On 06/11/2014 04:46 PM, James Bottomley wrote:
On Wed, 2014-06-11 at 16:33 +0200, Hannes Reinecke wrote:
On 06/11/2014 04:24 PM, James Bottomley wrote:
On Thu, 2014-06-05 at 09:26 +0200, Hannes Reinecke wrote:
REPORT_LUN_SCAN does not report any outstanding unit attention
condition as per SAM. However, the target might not be fully
initialized at that time, so we might end up getting a
default entry (or even a partially filled one).
But as we're not able to process the REPORT LUN DATA HAS CHANGED
unit attention correctly we'll be missing out some LUNs during
startup.
So it's better to send a TEST UNIT READY for modern implementations
and wait until the unit attention condition goes away.
Are you sure this is a good idea: we just spent ages tuning SCSI init so
we don't slow systems down. This patch, in the event the array is
having a power on problem, takes us right back to waiting for init
again ... basically the busy wait in scsi_test_lun.
Since the array should send us a UA anyway when it's got itself sorted
out, what's wrong with just processing the report luns data has changed
condition?
Because we can't.
_If_ we were attempting this we'd run into several issues:
a) Boot will fail, as REPORT LUNs will return 0 LUNs (or just LUN 0).
So the scanning code will assume everything's fine.
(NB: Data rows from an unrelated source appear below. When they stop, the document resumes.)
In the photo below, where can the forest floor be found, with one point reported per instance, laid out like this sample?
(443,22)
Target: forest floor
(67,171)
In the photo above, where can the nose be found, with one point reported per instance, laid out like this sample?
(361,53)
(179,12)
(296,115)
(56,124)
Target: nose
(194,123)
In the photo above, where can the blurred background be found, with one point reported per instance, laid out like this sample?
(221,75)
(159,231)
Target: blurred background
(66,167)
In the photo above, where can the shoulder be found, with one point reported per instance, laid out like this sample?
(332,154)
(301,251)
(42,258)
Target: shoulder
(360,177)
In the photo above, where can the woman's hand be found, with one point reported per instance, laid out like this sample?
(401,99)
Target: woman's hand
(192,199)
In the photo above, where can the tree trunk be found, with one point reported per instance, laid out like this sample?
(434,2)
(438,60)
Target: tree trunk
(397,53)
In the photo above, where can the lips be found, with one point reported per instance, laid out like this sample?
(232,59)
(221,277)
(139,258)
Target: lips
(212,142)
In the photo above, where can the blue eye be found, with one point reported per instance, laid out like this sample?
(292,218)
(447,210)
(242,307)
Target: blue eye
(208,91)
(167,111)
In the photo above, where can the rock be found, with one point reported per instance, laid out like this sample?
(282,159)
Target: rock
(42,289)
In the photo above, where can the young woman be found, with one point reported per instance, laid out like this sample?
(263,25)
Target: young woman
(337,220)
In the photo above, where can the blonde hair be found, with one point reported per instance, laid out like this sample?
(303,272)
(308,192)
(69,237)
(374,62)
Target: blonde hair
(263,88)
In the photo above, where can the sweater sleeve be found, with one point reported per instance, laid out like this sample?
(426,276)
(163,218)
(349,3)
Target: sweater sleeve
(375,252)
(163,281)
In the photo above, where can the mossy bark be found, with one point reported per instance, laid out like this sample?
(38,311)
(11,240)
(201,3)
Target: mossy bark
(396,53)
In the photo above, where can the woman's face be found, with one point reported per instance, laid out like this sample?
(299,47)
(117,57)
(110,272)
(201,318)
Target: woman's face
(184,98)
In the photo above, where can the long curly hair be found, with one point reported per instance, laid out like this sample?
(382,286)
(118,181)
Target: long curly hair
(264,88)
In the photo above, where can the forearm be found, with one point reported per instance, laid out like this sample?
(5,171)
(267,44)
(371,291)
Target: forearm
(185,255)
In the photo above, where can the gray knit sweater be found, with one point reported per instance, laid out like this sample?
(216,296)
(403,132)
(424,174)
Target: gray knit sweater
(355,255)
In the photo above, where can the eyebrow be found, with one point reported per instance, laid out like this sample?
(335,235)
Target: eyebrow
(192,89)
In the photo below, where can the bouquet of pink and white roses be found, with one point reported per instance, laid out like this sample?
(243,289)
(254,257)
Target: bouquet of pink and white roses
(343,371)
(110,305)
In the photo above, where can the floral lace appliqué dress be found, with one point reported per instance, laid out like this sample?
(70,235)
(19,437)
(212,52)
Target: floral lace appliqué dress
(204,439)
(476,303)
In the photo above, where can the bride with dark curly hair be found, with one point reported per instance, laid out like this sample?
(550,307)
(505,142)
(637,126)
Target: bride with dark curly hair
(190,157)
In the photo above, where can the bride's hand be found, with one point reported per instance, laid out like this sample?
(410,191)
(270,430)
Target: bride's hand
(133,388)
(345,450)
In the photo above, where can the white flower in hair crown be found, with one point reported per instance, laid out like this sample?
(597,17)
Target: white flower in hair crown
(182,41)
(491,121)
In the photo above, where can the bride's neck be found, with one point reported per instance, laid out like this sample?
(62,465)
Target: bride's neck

Booting will
continue, only to figure out that no LUNs are present.
As there is _no_ indication that REPORT LUNs should indeed have
returned an error (only it can't due to SAM) we wouldn't even
now that there _is_ an issue.
(In fact, that's what triggered the patchset in the first place.)
b) Even _if_ we're able so somehow recover from that we will have
to rescan the host and any attached devices.
The only way to do this currently is to _remove_ all devices
from that host and then do a full rescan.
Trying this with any devices which are already part of some
complex setup will become ... interesting.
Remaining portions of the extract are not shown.